I raced through the range on my way home from school. The day was pleasant – not too hot and not to cold, though there was a cool breeze blowing. As I rode into the yard of our ranch, I saw Pa walking from the barn. “Go feed the animals, then help me with the wood, will ya, son?” Pa asked as he picked me up off the horse and plopped me down on the ground. I laughed as he did it. I always loved it when he did things like that. At times, it felt like he had to touch me, just to tell himself I was real.
Pa took Blue Boy in to unsaddle while I quickly worked on getting more chores done. He started chopping while I started filling the wood box inside the house. When that was done, pa and I worked side-by-side as I stacked the wood he just finished chopping. There was nothing more I enjoyed doing then working beside my pa.
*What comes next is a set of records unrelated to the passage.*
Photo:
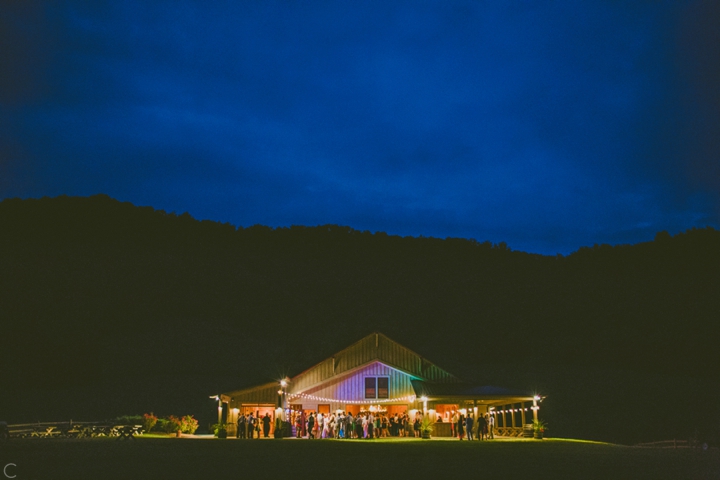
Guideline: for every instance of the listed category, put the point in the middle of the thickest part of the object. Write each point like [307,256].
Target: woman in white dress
[321,425]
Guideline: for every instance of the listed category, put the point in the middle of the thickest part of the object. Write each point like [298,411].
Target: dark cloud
[548,127]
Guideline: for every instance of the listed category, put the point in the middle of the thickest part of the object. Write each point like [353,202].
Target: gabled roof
[465,390]
[373,347]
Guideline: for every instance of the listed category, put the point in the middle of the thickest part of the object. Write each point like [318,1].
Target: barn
[377,374]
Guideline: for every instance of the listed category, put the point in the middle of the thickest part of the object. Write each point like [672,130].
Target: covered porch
[513,412]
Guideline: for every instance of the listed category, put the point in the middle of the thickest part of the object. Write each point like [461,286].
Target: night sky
[547,126]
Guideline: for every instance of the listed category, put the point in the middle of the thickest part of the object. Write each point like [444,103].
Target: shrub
[149,421]
[173,424]
[217,427]
[188,424]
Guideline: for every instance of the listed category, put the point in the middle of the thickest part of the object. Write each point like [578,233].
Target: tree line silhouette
[95,291]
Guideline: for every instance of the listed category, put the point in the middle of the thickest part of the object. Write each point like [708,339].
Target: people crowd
[346,425]
[365,425]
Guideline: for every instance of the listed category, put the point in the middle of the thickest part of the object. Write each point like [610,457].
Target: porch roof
[467,390]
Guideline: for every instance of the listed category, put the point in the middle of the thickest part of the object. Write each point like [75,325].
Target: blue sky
[547,125]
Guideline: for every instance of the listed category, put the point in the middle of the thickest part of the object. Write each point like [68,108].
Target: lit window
[377,387]
[370,390]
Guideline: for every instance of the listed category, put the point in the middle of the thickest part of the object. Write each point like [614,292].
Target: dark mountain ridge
[94,291]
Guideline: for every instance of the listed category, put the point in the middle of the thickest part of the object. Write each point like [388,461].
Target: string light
[409,398]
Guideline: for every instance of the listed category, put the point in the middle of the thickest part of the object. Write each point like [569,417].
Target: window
[383,387]
[377,387]
[370,390]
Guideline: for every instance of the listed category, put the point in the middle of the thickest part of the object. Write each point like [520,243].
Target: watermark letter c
[5,471]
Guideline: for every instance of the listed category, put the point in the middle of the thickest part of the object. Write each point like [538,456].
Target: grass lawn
[103,458]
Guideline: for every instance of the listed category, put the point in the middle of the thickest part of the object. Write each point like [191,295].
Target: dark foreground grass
[171,458]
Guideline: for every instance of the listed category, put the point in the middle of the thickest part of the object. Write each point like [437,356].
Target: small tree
[149,421]
[188,424]
[173,425]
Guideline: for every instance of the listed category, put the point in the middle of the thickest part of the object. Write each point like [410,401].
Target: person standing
[241,426]
[482,427]
[298,425]
[251,425]
[311,426]
[266,425]
[349,425]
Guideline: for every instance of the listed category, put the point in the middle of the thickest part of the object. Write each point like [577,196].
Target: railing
[509,431]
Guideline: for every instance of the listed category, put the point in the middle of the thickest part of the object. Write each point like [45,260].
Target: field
[147,457]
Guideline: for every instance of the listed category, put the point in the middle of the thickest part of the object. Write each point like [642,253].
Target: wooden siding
[264,394]
[375,346]
[352,387]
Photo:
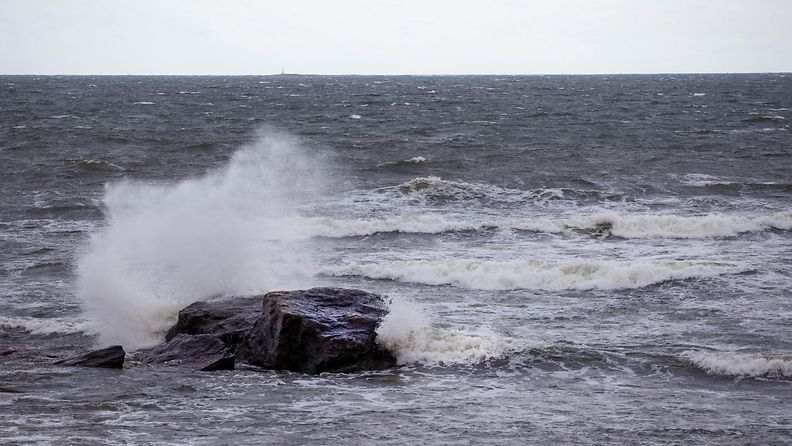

Pa never expected me to chop wood, because he thought I needed to be a little bigger in the britches before he could require that as a chore. The only time he made me chop was for punishment or if I was getting on his nerves. These were his words – not mine! But today, I felt sorry for him. He had been doing ranch work all day every day for a solid week while I came home from school and did just a few evening chores. Now granted, that’s how pa wanted it to be. He wanted me to have my boyhood and to concentrate on school. But today, I wanted to show him that I could do a man’s job. So I suggested that he rest while I chopped for awhile.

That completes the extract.